I am bilingual (Spanish-English) and have traveled with Rotaplast International to the Philippines, Peru, El Salvador, Venezuela, and the Dominican Republic. But China was the first country where I had to use an interpreter. I learned how it felt to not be able to communicate a single word in the language of the people. It was frightening and eye-opening at the same time. Over the two weeks, my interpreter, Eric, grew to love the work of an SLP and expressed a desire to come to the United States to receive his master's in communication sciences and disorders. He is now a teacher in the phonetics field.
While in China, I worked with many children, most of them from impoverished rural families. These families receive free transportation and accommodations through government funding. One 5-year-old girl with cleft palate came to the treatment room with her parents, first on the screening day, then six days following her surgery. I was allowed to videotape the speech-language treatment session for later use in my cleft palate course at the university. Using pictures, I showed the girl's parents where a glottal stop had occurred. Then I asked the girl to repeat Chinese words and showed her how to allow air to flow from her mouth by producing an /h/ sound followed by the target sound. The parents were attentive and conversed readily, and the girl successfully performed every task requested of her.
I also worked with many families and their babies. My interpreter and I walked the wards talking with parents and playing with their babies before and after surgery. Many times, as I talked with one family, the other families quickly came around and listened.

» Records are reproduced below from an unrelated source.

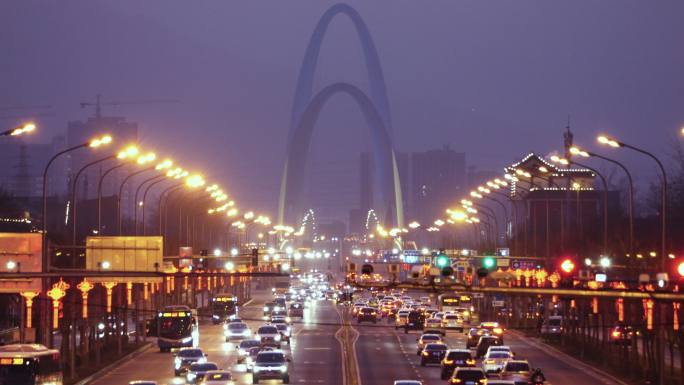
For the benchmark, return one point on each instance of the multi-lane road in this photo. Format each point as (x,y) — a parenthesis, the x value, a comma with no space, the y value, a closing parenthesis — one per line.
(383,354)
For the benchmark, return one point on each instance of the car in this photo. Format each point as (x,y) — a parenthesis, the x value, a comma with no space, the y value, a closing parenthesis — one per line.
(493,362)
(296,310)
(425,339)
(367,314)
(621,334)
(518,371)
(357,306)
(552,327)
(236,330)
(414,321)
(455,358)
(186,357)
(500,348)
(285,332)
(474,335)
(271,365)
(253,352)
(464,312)
(468,376)
(432,353)
(268,308)
(432,323)
(243,349)
(197,371)
(401,318)
(494,329)
(269,335)
(452,321)
(484,344)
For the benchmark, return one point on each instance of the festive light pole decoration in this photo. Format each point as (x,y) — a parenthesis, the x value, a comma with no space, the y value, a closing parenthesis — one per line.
(85,286)
(109,286)
(675,316)
(57,292)
(648,309)
(29,296)
(554,279)
(129,293)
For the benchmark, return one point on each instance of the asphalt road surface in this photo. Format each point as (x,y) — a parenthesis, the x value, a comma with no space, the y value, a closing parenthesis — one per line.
(383,353)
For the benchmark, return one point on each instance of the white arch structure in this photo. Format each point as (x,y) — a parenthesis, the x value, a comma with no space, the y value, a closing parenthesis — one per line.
(306,109)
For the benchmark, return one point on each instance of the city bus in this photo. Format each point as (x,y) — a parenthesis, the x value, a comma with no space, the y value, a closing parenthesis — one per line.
(177,327)
(223,307)
(29,364)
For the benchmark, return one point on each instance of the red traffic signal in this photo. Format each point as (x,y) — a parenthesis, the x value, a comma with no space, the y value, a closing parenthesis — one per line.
(567,266)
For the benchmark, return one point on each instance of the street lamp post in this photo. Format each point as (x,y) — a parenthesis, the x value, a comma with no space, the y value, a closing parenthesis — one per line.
(137,191)
(19,130)
(73,196)
(663,193)
(118,198)
(630,195)
(144,203)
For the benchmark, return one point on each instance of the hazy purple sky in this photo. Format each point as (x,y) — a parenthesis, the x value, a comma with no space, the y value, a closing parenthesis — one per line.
(493,78)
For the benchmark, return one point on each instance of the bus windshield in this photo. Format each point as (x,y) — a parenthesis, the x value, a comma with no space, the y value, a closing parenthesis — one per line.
(175,327)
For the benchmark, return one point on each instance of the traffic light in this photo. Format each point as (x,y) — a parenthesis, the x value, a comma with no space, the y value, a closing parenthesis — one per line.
(255,257)
(567,266)
(447,271)
(367,269)
(488,263)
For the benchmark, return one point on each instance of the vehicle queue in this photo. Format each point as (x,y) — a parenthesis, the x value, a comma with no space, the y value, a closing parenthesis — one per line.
(484,359)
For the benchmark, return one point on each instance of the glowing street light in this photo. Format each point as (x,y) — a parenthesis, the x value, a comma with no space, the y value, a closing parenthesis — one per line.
(20,130)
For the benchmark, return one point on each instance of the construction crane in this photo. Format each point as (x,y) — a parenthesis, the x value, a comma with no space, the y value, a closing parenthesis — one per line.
(98,103)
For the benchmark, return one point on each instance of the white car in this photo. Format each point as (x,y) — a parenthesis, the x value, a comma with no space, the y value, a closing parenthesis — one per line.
(217,377)
(493,362)
(236,330)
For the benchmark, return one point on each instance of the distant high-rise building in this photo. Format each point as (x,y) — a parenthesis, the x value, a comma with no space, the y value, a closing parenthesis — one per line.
(24,163)
(437,177)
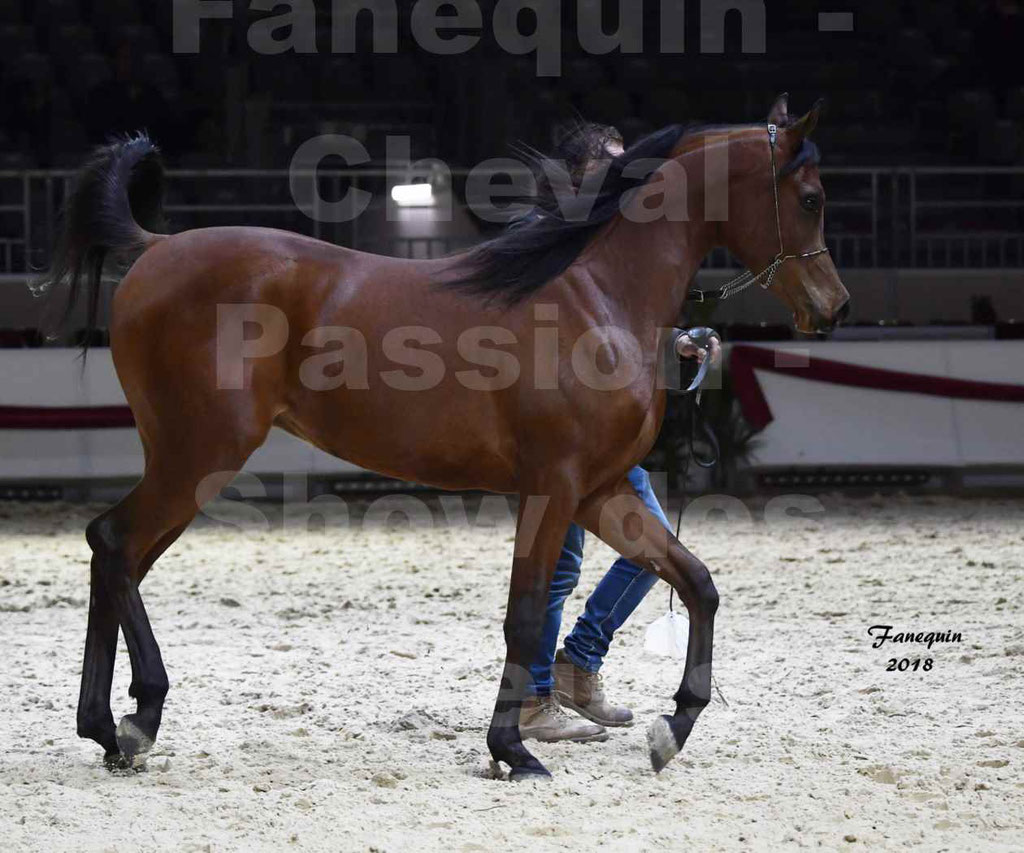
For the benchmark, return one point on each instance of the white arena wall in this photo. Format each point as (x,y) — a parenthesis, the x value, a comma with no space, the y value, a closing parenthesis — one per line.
(816,424)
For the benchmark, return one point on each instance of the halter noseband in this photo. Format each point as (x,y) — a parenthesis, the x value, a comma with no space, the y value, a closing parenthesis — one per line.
(766,275)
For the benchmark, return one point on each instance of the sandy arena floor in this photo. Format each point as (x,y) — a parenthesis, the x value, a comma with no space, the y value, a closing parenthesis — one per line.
(331,691)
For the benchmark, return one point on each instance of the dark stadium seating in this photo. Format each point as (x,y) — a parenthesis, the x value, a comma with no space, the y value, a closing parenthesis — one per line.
(910,78)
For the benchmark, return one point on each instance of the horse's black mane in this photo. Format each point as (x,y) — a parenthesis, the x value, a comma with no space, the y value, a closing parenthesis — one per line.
(542,245)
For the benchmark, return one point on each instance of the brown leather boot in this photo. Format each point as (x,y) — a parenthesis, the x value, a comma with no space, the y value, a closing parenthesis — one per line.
(583,692)
(542,718)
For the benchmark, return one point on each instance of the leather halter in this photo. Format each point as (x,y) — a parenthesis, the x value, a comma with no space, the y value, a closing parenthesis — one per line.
(766,275)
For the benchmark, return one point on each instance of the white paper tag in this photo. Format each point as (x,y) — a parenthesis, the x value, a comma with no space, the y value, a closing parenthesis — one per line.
(667,636)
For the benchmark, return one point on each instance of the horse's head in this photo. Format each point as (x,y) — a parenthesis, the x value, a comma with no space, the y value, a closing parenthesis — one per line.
(782,233)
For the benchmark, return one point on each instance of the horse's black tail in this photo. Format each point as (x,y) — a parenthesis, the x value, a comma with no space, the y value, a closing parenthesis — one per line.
(113,209)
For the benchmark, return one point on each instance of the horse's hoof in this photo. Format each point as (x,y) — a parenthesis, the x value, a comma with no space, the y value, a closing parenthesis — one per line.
(132,741)
(525,774)
(662,741)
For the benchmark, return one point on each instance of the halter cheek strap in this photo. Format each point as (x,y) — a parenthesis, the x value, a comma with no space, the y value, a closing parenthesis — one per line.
(766,275)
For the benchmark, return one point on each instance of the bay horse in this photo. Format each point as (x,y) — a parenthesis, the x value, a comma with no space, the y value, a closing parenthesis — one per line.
(607,283)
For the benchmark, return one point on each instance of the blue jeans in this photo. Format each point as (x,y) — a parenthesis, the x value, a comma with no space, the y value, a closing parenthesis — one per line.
(609,605)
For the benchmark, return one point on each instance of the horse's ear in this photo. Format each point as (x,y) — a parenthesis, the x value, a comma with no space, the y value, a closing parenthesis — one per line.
(804,126)
(779,113)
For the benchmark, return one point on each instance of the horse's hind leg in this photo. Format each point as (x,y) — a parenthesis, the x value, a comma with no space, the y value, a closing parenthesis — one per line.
(125,541)
(94,718)
(621,518)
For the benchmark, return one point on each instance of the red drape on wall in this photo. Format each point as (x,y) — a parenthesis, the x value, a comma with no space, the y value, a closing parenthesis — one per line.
(744,359)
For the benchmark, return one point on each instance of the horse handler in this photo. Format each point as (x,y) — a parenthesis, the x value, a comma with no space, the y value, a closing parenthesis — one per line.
(569,678)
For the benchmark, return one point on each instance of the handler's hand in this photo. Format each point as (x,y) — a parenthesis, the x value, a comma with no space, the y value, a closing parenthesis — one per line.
(685,348)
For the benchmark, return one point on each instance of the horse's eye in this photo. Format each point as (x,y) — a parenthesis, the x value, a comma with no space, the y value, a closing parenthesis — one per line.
(811,203)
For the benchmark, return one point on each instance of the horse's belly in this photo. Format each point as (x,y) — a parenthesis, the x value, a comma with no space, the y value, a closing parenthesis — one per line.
(419,438)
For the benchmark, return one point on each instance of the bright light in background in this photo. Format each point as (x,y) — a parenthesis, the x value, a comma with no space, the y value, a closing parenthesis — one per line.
(413,195)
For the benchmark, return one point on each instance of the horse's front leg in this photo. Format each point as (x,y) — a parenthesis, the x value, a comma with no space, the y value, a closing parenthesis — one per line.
(547,504)
(622,520)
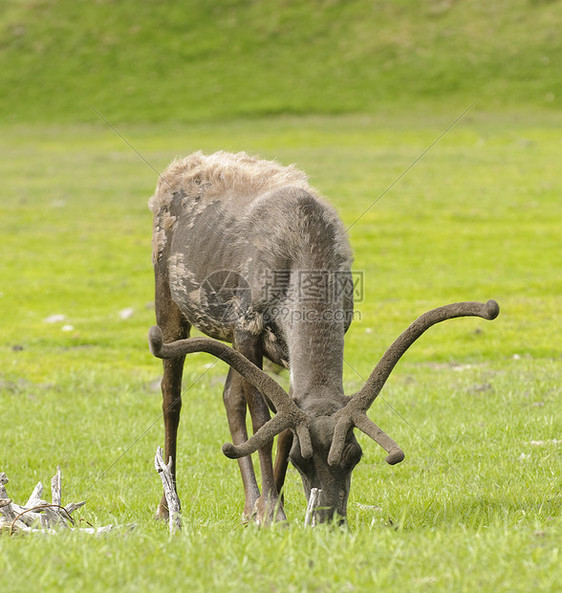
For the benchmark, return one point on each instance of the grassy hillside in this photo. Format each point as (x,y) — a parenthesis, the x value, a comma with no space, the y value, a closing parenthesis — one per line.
(171,60)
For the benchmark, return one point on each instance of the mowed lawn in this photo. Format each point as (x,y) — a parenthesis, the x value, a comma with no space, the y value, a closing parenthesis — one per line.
(474,404)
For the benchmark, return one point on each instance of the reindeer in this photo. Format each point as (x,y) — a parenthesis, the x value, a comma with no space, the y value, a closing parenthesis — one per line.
(236,242)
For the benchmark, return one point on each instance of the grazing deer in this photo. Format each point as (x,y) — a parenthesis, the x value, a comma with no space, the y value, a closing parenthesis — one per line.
(248,253)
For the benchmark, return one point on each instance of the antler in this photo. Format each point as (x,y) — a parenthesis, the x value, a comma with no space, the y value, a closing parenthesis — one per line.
(355,412)
(288,415)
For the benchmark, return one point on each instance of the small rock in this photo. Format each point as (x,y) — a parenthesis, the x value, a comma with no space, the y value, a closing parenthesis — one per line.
(57,318)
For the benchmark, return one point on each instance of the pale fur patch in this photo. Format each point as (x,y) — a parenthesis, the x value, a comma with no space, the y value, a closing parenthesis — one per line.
(223,174)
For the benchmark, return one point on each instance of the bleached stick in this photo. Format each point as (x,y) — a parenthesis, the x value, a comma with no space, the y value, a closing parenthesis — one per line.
(172,500)
(311,507)
(56,485)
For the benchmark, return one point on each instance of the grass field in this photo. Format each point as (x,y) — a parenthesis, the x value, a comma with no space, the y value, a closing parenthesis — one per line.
(475,405)
(435,130)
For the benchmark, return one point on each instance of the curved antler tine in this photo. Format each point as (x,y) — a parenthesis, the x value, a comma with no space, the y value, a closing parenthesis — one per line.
(254,375)
(263,436)
(343,425)
(288,415)
(364,424)
(367,395)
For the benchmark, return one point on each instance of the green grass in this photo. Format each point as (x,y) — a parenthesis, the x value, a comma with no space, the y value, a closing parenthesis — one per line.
(186,61)
(475,504)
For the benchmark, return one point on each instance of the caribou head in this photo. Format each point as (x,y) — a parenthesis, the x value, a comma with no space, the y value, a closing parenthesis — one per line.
(324,448)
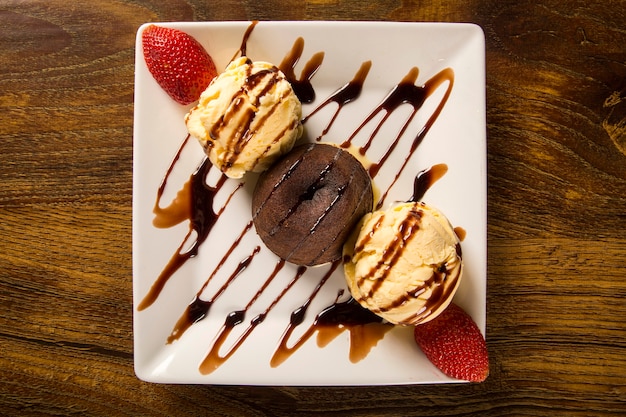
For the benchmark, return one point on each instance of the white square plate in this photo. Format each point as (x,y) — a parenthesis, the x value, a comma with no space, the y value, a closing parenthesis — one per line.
(457,138)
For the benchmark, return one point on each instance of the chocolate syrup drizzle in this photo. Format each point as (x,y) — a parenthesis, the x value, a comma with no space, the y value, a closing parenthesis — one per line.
(194,202)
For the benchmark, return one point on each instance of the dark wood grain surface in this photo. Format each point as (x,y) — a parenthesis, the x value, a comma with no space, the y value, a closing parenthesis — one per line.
(556,327)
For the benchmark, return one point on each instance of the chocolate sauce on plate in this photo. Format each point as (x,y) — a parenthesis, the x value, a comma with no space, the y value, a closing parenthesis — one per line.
(194,203)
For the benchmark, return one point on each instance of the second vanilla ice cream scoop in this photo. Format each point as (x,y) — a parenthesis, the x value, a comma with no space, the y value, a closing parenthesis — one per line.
(246,118)
(404,264)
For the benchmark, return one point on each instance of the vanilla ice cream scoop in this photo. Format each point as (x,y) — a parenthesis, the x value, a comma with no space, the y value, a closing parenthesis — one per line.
(404,264)
(246,118)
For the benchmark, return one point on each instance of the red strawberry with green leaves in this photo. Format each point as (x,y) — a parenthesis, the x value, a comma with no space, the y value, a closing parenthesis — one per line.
(455,345)
(178,62)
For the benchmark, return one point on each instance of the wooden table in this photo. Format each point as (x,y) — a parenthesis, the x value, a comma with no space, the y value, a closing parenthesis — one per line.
(556,328)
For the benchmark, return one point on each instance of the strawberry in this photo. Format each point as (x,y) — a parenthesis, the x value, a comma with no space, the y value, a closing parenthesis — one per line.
(178,62)
(455,345)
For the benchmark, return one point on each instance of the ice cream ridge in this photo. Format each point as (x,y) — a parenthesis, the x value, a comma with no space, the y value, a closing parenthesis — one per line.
(404,263)
(246,118)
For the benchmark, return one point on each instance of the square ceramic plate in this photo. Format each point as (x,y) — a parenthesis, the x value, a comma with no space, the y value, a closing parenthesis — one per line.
(456,138)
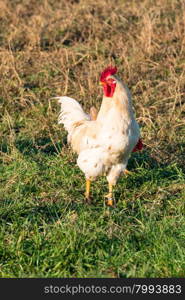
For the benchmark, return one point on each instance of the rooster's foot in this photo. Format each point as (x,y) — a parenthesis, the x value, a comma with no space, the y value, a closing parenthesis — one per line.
(127,172)
(110,201)
(88,200)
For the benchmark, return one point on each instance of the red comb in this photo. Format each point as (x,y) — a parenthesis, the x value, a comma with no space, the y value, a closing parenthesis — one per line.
(107,72)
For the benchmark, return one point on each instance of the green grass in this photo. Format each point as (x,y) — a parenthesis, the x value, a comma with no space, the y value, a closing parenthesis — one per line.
(51,48)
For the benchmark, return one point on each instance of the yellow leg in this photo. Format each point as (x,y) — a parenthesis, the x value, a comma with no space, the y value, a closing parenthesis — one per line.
(110,201)
(87,191)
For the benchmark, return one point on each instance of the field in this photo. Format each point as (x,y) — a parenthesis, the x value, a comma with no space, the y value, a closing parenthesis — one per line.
(52,48)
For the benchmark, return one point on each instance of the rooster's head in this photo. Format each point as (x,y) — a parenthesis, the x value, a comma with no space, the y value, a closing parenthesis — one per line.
(108,81)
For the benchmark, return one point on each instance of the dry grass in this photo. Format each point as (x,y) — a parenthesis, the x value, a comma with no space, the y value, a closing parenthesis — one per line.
(51,48)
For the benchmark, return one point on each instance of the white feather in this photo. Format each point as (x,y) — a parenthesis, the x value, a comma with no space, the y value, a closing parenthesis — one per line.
(71,112)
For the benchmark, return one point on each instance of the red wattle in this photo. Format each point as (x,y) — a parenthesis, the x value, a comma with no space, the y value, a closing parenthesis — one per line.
(139,146)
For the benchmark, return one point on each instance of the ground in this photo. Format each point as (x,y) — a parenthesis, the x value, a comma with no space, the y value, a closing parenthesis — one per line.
(52,48)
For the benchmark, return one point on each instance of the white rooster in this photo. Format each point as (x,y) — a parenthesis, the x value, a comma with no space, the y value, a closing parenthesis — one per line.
(103,144)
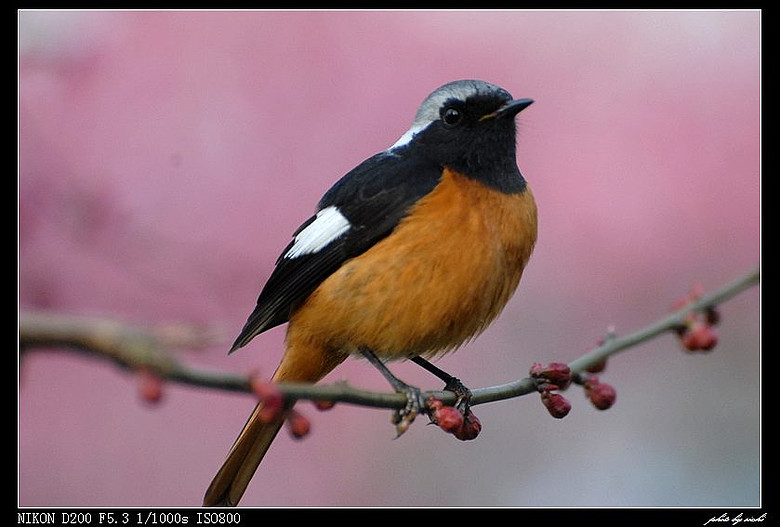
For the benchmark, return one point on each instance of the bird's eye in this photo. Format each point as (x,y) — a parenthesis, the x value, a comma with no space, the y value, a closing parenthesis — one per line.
(451,116)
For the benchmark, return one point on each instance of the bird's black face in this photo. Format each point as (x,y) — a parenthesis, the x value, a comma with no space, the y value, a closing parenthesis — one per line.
(468,126)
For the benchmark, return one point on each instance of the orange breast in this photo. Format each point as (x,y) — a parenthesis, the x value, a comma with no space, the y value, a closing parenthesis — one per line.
(440,278)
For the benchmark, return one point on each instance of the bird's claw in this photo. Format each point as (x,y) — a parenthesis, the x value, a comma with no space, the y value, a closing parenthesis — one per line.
(462,393)
(404,417)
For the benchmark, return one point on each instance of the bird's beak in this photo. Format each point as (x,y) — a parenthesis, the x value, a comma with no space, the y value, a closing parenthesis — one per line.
(510,109)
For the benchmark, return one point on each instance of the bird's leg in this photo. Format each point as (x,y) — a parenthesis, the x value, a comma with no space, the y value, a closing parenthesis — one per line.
(403,417)
(451,384)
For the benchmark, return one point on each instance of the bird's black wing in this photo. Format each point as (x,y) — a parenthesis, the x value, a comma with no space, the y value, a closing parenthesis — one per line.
(373,197)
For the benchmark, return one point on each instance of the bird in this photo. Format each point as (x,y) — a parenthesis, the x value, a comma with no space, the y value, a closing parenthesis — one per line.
(408,256)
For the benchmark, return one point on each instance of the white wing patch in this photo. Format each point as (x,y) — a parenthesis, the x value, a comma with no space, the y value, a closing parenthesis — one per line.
(329,224)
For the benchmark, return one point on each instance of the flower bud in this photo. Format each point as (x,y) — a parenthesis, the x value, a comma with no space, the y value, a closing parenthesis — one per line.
(555,373)
(556,404)
(602,395)
(470,428)
(448,418)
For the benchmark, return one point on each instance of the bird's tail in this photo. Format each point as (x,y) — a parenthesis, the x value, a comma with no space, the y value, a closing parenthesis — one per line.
(299,364)
(242,461)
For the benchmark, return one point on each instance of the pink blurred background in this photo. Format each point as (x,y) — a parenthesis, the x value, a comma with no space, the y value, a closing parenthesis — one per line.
(166,158)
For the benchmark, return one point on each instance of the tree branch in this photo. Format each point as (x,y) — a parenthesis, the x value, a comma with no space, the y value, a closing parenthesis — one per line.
(137,349)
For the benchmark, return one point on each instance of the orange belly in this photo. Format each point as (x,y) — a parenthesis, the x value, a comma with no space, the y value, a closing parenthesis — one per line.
(439,279)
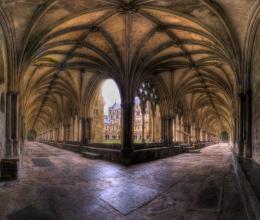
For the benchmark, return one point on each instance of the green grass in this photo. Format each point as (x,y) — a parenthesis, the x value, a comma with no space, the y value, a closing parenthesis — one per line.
(111,142)
(138,141)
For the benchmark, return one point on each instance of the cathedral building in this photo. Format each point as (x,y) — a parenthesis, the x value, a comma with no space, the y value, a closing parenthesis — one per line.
(187,148)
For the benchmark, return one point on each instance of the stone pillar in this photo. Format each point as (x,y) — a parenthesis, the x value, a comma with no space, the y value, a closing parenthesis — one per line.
(143,118)
(127,120)
(174,130)
(248,126)
(12,145)
(9,141)
(154,125)
(241,97)
(85,130)
(167,129)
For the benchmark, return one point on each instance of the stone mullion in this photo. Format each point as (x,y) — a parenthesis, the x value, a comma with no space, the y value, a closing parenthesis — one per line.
(127,121)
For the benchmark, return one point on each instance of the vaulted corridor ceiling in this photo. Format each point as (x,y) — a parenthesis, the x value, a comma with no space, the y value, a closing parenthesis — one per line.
(68,48)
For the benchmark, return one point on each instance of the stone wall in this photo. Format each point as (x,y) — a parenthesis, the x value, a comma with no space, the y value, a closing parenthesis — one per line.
(256,101)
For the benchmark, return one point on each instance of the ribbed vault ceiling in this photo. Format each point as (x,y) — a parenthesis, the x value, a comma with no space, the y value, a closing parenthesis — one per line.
(184,47)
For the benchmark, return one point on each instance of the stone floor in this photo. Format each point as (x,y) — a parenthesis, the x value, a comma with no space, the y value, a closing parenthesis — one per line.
(57,184)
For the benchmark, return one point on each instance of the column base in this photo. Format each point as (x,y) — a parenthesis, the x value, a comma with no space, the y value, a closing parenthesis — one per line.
(9,169)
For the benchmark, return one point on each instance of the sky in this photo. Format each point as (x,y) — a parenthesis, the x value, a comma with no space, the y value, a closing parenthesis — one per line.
(110,93)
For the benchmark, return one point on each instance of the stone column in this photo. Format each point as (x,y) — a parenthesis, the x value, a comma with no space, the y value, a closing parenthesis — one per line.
(248,127)
(12,145)
(154,125)
(85,130)
(143,127)
(241,97)
(9,141)
(167,129)
(127,120)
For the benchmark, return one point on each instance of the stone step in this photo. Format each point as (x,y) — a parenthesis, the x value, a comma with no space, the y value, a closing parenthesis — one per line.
(91,155)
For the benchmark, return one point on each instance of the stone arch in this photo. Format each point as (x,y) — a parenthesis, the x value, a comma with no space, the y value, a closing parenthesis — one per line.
(249,98)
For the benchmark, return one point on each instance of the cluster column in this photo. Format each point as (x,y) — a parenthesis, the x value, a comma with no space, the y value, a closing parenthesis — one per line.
(12,145)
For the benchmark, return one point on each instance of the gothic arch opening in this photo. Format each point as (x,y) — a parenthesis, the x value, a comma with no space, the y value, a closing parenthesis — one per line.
(147,116)
(106,114)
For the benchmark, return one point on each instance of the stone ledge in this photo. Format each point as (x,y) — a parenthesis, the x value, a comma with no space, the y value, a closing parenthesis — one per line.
(251,203)
(9,169)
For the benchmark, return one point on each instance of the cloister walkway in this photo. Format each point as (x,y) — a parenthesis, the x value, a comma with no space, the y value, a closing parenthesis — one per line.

I had created a basic information sheet for parents on speech-language treatment after palate surgery. As my interpreter translated this sheet, Yan Ling gave me a similar sheet she had created with instructions that almost exactly mirrored mine. Now she has an English version and I have a Chinese version. I also gave out picture books to the children in the hospital. They loved these little books, and followed me up and down the wards carrying them.
I also had the opportunity to videotape a cleft lip and palate surgical procedure. I stood on a step stool over the surgical space and videotaped the intricate workings of the plastic surgeon's hands connecting muscle fiber to muscle fiber. Each of these experiences allows me to be a better teacher and clinician in the United States.
This hospital had excellent dental and audiology/otolaryngological services. In fact, the orthodontist on the Rotaplast team and I collaborated to make several speech bulbs—speech aids that partially close the space between the throat and soft palate—for some young adults who were not good candidates for the surgery and who could be followed later by the site dental team. Several children with ear anomalies were having their hearing tested by the hearing specialists in the hospital. Although the field of communication sciences and disorders did not start until 1988 in the Republic of China, its people continue to make strides in providing services to the 10 million children with disabilities (see Aungst and Battle (2007) for an overview of speech-language pathology, deaf education, and audiology services in China).
Unfortunately, families of children with communication disorders have little hope of receiving the care they need because of the paucity of professionals. However, the few that do receive services appear to receive excellent care from very competent professionals. ASHA's new Special Interest Group 17, Global Issues in Communications Science and Related Disorders, provides a way for ASHA members to connect with their international colleagues to exchange knowledge and provide services. Through efforts at global outreach, SLPs are making a difference in places such as China, where the numbers of professionals available to provide the service are woefully inadequate for the need.